I live in a village having ‘Station End’ about a mile from the centre, and evidence of the railway, lost about the time of Beeching, is still there. So are the older residents memories – none of which recall seeing more passengers than staff on that station in the late fifties.
We cannot have Utopia unless economic factors permit, I am afraid.
BUT I still oppose closing the underground’s ticket offices – not all of us live in London and have Oyster cards – something I know virtually nothing about.
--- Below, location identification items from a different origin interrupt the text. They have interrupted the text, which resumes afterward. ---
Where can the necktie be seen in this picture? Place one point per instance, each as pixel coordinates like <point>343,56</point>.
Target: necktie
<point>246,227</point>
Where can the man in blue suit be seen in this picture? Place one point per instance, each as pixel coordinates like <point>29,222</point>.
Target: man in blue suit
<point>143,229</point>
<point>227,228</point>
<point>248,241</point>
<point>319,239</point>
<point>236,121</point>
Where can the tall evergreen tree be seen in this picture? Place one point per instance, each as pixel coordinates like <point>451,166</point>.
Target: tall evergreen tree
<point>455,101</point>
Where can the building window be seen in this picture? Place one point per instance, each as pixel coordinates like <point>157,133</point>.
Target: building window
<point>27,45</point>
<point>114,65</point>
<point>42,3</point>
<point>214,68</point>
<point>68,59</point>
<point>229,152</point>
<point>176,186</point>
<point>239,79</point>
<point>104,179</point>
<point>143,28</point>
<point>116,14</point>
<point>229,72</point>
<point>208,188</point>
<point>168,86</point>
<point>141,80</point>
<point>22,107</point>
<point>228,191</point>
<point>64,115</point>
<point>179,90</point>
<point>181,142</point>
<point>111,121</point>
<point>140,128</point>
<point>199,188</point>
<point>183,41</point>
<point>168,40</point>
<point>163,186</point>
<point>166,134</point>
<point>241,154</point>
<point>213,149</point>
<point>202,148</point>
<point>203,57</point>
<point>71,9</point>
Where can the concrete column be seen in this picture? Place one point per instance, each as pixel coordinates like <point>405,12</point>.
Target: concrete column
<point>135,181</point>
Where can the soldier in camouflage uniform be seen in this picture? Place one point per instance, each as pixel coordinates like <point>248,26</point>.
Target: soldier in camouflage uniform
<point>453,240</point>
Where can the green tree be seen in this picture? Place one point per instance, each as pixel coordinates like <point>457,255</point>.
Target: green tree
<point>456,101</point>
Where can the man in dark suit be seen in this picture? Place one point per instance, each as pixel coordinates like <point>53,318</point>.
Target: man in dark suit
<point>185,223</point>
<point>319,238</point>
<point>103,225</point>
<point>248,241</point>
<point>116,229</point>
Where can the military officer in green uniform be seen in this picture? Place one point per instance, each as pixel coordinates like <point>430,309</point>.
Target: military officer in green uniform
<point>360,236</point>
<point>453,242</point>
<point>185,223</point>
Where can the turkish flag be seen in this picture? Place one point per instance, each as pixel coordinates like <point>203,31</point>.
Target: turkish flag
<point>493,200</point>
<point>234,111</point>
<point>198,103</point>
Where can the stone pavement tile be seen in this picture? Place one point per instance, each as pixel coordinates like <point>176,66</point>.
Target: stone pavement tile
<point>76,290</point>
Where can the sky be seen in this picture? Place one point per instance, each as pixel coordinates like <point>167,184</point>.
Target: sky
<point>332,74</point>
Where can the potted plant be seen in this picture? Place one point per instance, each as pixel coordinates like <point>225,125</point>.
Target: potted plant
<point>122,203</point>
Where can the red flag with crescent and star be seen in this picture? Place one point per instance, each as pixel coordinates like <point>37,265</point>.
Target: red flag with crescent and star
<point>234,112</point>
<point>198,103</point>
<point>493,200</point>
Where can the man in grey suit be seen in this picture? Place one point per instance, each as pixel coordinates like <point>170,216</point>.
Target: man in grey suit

I would find it very inconvenient if there the ticket office at our local station was closed permanently. We sometimes return to a different station on the same line from where we started and it is economical to be able to buy a return ticket that shows the starting point and return destination as the furthermost station and – so far as I am aware – this can only be done at a ticket office. If booking on-line or using machines you can only get tickets for this sort of journey as two singles at a higher aggregate cost. Booking on-line is not always convennient either because we do not always know the date of departure much in advance let alone the time of the train we will take – we can get untimed tickets at the station whereas on line I think you need to select a specific train for the outward journey, and for advance tickets you have to specify the actual train for both legs of the journey. Moreover, we don’t want to be told which seats we must sit in – sometimes we might want to use the “quiet” coach, other times be near the buffet, or be at the front of the train for a sprint to the only taxi waiting at our arrival station! The ticket clerks usually give accurate information and are very helpful in working out the best tickets for our requirements. Plus, they can tell us any peak-period time restrictions for the return journey which seem to differ so much between train operators and routes: no machine will do that. The clerks can also explain the mysterious “any permitted route” condition on the tickets and when a break of journey is allowed. It seems to me that if at least two ticket machines were provided on each platform at every station [in order to ensure at least one was in working order] it will require as many staff in cleaning, servicing, topping up the ticket stock and printer ink, taking out the money, and managing/administering the system, as would be needed to keep the ticket offices open, but – crucially – none of those employees would be able to assist passengers or deal with an emergency. After Transport for London took over some ex-National Rail routes around the periphery of London and upgraded the stations, ensuring that there was a member of staff on duty during all times when train services were operating, passenger numbers grew enormously, so much so that the trains are now overcrowded at peak times. De-staffing the stations would be madness.


“Train Station?” Where you say “can I get” a ticket, I expect.

I notice it only appears in the original article. Please can we have “railway station” or just “station” if the context is obvious.